India banned wildly popular Chinese app TikTok and 58 others on Monday after a border clash between troops in both countries left at least 20 Indian soldiers dead this month.
The apps, which range from gaming to music streaming and social media, are “prejudicial to sovereignty and integrity of India, defence of India, security of state and public order”, the Ministry of Information Technology said in a statement on Monday.
In addition to TikTok, the mobile apps that have been banned include those made by some of China’s largest and most influential tech companies including Tencent’s WeChat, Baidu’s Twitter-like platform known as Weibo, and Xiaomi’s Mi Video Call. It is unclear how the ban will be enforced since the apps have been downloaded on phones across the country.
Anti-China sentiment has erupted in India following the deadly clash in the long-disputed Galwan Valley in the western Himalayas. The fallout has included widespread calls for boycotts of Chinese products including phones and software. Chinese phone maker Oppo pared down the launch event of their latest ultra-premium flagship phone,, in light of the diplomatic flare-up between the two nuclear-armed nations.

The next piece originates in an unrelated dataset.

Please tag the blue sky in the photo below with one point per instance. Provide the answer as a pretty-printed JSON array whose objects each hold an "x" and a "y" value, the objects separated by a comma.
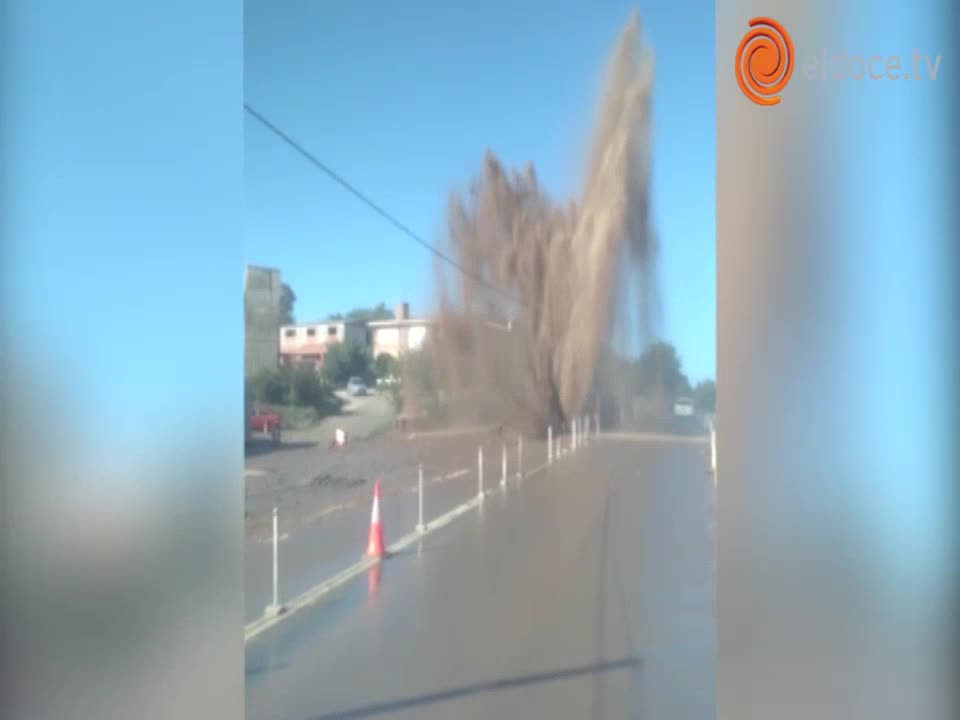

The Ministry of Electronics and Information Technology said it has received multiple complaints involving the misuse of mobile apps for “for stealing and surreptitiously transmitting users’ data in an unauthorized manner to servers which have locations outside India.” The government ministry went on to call the situation a matter of “very deep and immediate concern which requires emergency measures.”
TikTok could not immediately be reached for comment.